As our own editorial team acknowledge Watt’s gift to the Graduate Center community, we thought it important to republish a powerful letter he wrote to “My Students and Anyone Else” and sent out on the ASG listserv in 2009. The Advocate published this letter in December 2010; but the letter’s tone and soul remain so fierce with love and life that it must again be granted another long space. The letter is a must-read for students struggling to graduate, write, and obtain the confidence needed to define and position themselves as brilliant scholars. The letter, but more so, my own interactions with Watts, reminded me that students of color need to understand their gifts; their tongues and body codes; their blessings in baggages of history; their luxurious imaginations birthed from their marginal positions; and their discontent that agitates and animates American consciousness of its moral borderlines. Indeed Watts reminds many of us that, to be successful in spaces controlled by dominant cultural politics, institutional poli-tricks, and poisoned sensibilities of the intelligentsia, we must decode our own privilege and use it as leverage, inspiration, affirmation, mobilization, and revolutionary self-care.

Not to be reductionist—but one faculty is gone and another is on the way. We are therefore right where we were a month ago. The Graduate Center still suffers from a gender and racial diversity disease—an institution trying to heal the world’s problems when it needs to fix itself first. Though medically undiagnosed, the Graduate Center remains afflicted with an ole-White boys disease; for what indeed is “normal” about a postcolonial institution that, despite housing some of the most brilliant minds in the world, still utilizes neo-colonial, sexist and racialized faculty hiring practices? The statistics on this issue’s cover highlight the extent of this epidemic: 61.7 percent male faculty and 38.3 percent female faculty. Outright disgraceful! How can anyone market this higher education institution with any moral integrity to prospective students that we are diverse? And from year to year, students and faculty have confronted this institutional disease, yet things remain the same.
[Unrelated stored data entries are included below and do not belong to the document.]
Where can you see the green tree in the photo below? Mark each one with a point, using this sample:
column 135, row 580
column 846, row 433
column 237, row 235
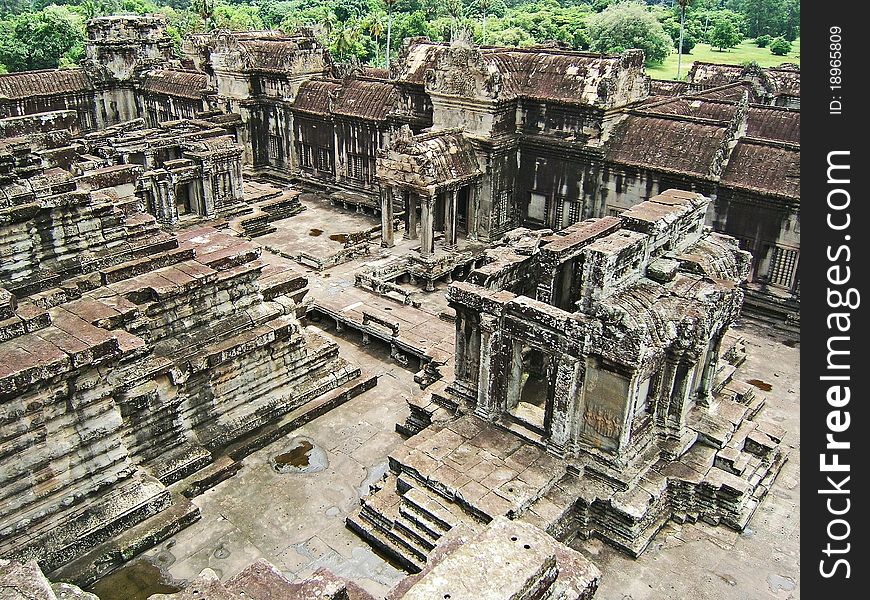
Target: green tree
column 390, row 4
column 780, row 46
column 683, row 4
column 374, row 25
column 456, row 9
column 629, row 25
column 724, row 35
column 206, row 11
column 46, row 39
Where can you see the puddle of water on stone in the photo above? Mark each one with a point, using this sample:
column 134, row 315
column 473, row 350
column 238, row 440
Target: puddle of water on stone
column 135, row 581
column 302, row 457
column 373, row 475
column 778, row 583
column 762, row 385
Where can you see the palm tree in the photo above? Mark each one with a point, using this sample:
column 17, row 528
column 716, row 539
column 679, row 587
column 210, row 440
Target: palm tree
column 375, row 27
column 484, row 7
column 205, row 10
column 390, row 4
column 683, row 4
column 345, row 40
column 454, row 9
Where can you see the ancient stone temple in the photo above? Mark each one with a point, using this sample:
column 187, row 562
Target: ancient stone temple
column 589, row 394
column 544, row 252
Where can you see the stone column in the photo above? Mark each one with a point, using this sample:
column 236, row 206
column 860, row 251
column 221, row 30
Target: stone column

One cannot deny hearing the administration’s echoes that so often claim to be pioneering strategies that will enable institutional diversification. How should we therefore respond to President Chase Robinson’s recent memorandum, which is also published in this paper? Titled, “Reaffirmation of Commitment to Diversity/Equal Opportunity and Affirmative Action,” the President’s memo restated his commitment to diversity representation. A widely circulated response, “GC Diversity Initiative Response,” is published in this month’s  issue. Having the support of more than 350 signatories, it raises concerns and makes recommendations. I will quote one of its concerns: “Last year the Graduate Center Diversity Task Force, chaired by Robert Reid-Pharr, submitted a final report to the President’s Office in January. To date, the full GC community has yet to receive and review that report.” If we were to make sense of this, we would assume that the GC invested some amount of money to put this task force together—even if it was just enough to buy the members a piece of bread while they were doing the research. And with a person like Reid-Pharr, who is very meticulous and dedicated with whatever he is working on, we can assume that a lot of passion and labor was expended into this project. But from January 2014 to now—almost two years later—money spent and energies invested—and nothing has been done!? Has this diversity report been buried—assassinated? Shouldn’t we know what is in this report?